Goto the Final Bill Of Materials in Post #24.


*Subwoofers Added*

I added two JBL ES150P Subwoofers to my LXmini setup.

Goto the JBL ES150P Powered Subwoofer Review.


----------



## fusseli

Very interesting build.


----------



## AudiocRaver

Getting started...


The Madisound box, the miniDSP box, and the instructions PDF file, on a USB flash drive, emailed to me from Linkwitz Lab.
 


Here are the two 4-inch ID "Schedule 40" pieces of PVC pipe from the hardware store, each cut to 31" length. There was a more porous type of pipe construction also available, lighter weight, which could not handle water pressure. Tapping on it sounded more resonant, so I went with the more solid, heavier pipe, which only cost slightly more. The gentleman only charged me for 6 ft of pipe (I got 2" free!). I forgot that I needed the two lengths of 3-inch ID pipe for the smaller drivers, so went back to get two 5-inch lengths of that later. Both are "Schedule 40" - anyone know what that means?
 


This picture shows what all was in the Madisound box. Do not dispose of the Acousti-Stuff damping material in the bottom of the box. It might look like padding for shipping, or quilt batting, but it serves a much more important purpose.
 


The miniDSP 2x4 unit came separately from miniDSP for this build. If supplied by Madisound, it comes pre-programmed.
 


The Clay Couplers, these came from Amazon.
 


The pre-cut base plate from Madisound. If you are not an expert wood worker with all the tools, I suggest ordering the wood parts kit.
 


The wood piece that unites top and base of the unit. Again, very glad I asked for the wood parts kit. Top-quality CNC work throughout.
 


A bag of wood spacers & misc.
 


Two bags of screws.
 


Terminals and connection parts.



Rubber feet were also included for the bottom of the base plates, but I have a different solution, because my basement floors are not quite level.


----------



## AudiocRaver

I am also working on an instructional build video. It will contain a lot more detail than this thread.
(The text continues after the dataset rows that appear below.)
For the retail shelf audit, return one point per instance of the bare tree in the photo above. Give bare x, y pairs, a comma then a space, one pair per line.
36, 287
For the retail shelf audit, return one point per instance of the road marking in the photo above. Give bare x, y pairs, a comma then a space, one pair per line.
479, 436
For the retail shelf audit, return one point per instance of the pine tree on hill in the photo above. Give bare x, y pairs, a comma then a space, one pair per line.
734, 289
Plus, that gives me a chance to work with the new release of Reaper, which has extensive video editing tools included.






​


----------



## Tonto

Schedule 40, it has to do with the thickness of the pipe's wall. Thicker is better, I did build a frame out of thinner stuff for my boats duck blind. Worked fine for that, but I would never trust it for actual plumbing.
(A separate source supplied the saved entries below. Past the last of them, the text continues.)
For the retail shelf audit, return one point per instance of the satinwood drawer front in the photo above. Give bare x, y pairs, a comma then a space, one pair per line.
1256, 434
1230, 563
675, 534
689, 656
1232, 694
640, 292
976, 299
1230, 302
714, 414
Schedule 80 is thicker than 40.


----------



## AudiocRaver

Thanks for the explanation, Tonto.


----------



## AudiocRaver

The PVC pipes are lightly sanded for and smooth paint adherence, then primed just to cover the black print, then the primed areas are re-sanded.
 



Paint: Got ahead of myself a little on the paint job (should be drilling holes next). The paint job plan is for, depending on the part:

white pipe or wood: white base / primed + black speckled + red speckled + navy blue speckled
black rubber: black base + white primer speckled + red speckled + navy blue speckled
metal parts: unfinished
black base cap: unfinished
white caulk bead around top of black base cap: unfinished
  



Hole marking and drilling took about 20 minutes. The PDF instruction file contains drawings with 1/8-inch grid so it is easy to figure out precise hole spacing.
  



With the help of guide bolts and "borrowed" pre-cut pads to soon be glued onto the smaller driver magnet assembly, the two spacer blocks and the driver mounting plate (C1 + C2, a single piece of wood in the Madisound kit) are glued together, then can be primed and painted.
 



Banana terminals are assembled onto the 4-inch pipe cap which will mount onto the base of the unit. A small screwdriver (you can see the red tip of its handle) is handy to help align each terminal as it is tightened down. Spade terminals are then tightened down with a second nut. I will solder directly to these terminals on the inside. I do not want to chance a connection pulling loose down inside the bottom of the unit. The base will be elevated enough with my leveling strategy to allow for locking banana connections on the bottom of each LXmini.
   



Pre-assembly check of clay coupler, driver mounting plate, spacers, and driver.
  



The three little spacer blocks will hold the small driver while it is clamped into place. It is mounted by having four machine screws clamp against the magnet assembly, or actually against the four supplied thin wood pads that will be glued to the magnet assembly of that driver.


----------



## AudiocRaver

I was just reading a thread on the LXmini support forum. A couple of users are suggesting tightened bass performance by using heavier base material or adding increased weight to the base. I have a hunch that could be a good thing to try. Any thoughts?


----------



## Tonto

Hey Wayne, nice build thread. I know these must sound sweet for you to garner the interest to build a pair. Looks like you are doing a fine job. As far as extra mass for the base plate...it looks like a wooden plate. Is it on the flimsey side? Is it a sealed design? If so I could see some advantage to beefing it up. The cylinder design is inherantly the strongest, so maybe they are seeing a resonant decrease from the beefed up plate. Maybe?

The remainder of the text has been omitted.